AI agents · Multi-tenancy · API key security

AI agent multi-tenant isolation: per-tenant API key scoping and spend caps

When you build a SaaS product that gives each customer their own AI agent — a billing agent that charges their customers, an outreach agent that sends their emails, a fulfillment agent that triggers their Shopify orders — you face an architectural choice: give each tenant their own Stripe and Twilio keys, or use your platform keys and route all vendor calls through shared credentials. Using your platform keys is simpler to build but creates hard isolation problems: one tenant's stuck billing agent can exhaust Stripe's rate limits and slow every other tenant's requests, a runaway outreach agent burns your Resend send limit for the month, and revoking a shared key to stop a bad actor breaks every tenant simultaneously. Giving each tenant separate Stripe keys is the correct architecture but requires storing, rotating, and auditing dozens or hundreds of vendor secrets. Per-tenant vault keys solve this: one real Stripe key at your platform level, N vault keys at the tenant level, each with its own cap and its own revoke lifecycle.

TL;DR

Issue one vault key per tenant per agent run. Each vault key has its own dollar cap (reflecting that tenant's plan limits), its own endpoint allowlist (reflecting what actions that tenant's agent is permitted to take), and its own revoke lifecycle (revoking one tenant's key doesn't affect any other tenant). The audit log for each vendor call includes the tenant ID as part of the agent_run_label, so you can partition call history, spend reports, and incident reviews by tenant without cross-contamination. One real Stripe key at the platform level, isolated exposure at the tenant level.

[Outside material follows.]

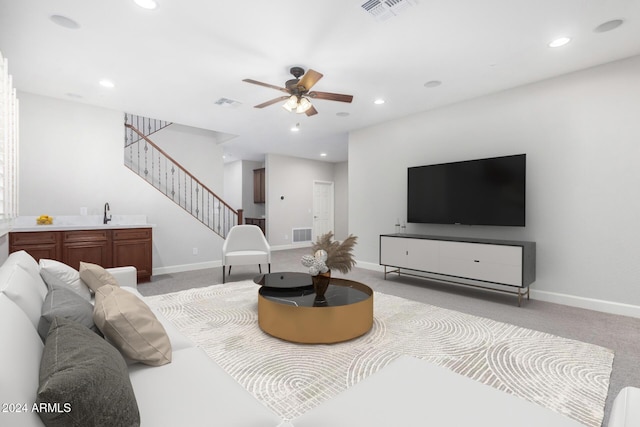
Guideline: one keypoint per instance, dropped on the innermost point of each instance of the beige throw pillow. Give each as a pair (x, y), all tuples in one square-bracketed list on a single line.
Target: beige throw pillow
[(95, 276), (130, 325)]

The multi-tenant API key problem

Consider a B2B SaaS that offers a "billing agent" feature. Each customer (tenant) has their own subscribers, and the billing agent charges those subscribers on a schedule. The platform has a single Stripe account with a single secret key:

# Naive multi-tenant billing agent
STRIPE_KEY = os.environ["STRIPE_SECRET_KEY"]  # shared platform key

def run_billing_agent(tenant_id: str, plan_id: str):
    stripe.api_key = STRIPE_KEY  # Same key for every tenant
    customers = db.query("SELECT * FROM customers WHERE tenant_id = ? AND plan_id = ?", tenant_id, plan_id)

    for customer in customers:
        stripe.PaymentIntent.create(
            amount=customer["amount_cents"],
            currency="usd",
            customer=customer["stripe_customer_id"],
        )

This works until it doesn't. The failure modes are specific and expensive:

Tenant A's agent gets stuck in a loop. Tenant A's data pipeline has a bug that returns 10,000 customers instead of 100. The billing agent charges all 10,000. You want to stop it without affecting Tenants B, C, and D who are running their billing agents simultaneously. There's no way to revoke Tenant A's access specifically — the key is shared. Rotating the Stripe key stops Tenant A but also breaks B, C, and D.
Rate limit bleed across tenants. Stripe's rate limits apply per API key, not per customer. Tenant A's 10,000-customer run hits Stripe's rate limit. Tenants B and C, making legitimate charges with the same key, start receiving 429 responses. Their billing runs fail through no fault of their own.
Audit log cross-contamination. When Tenant B asks for a spend report, you have to filter Stripe's API logs by customer IDs that belong to Tenant B. There's no shared identifier that cleanly maps Stripe calls to tenant at the API key level. Incidents require manual cross-referencing.
Breach blast radius. If a single tenant's agent payload is compromised (e.g., prompt injection that exfiltrates environment variables), the attacker gets the shared Stripe key with access to all tenants' data.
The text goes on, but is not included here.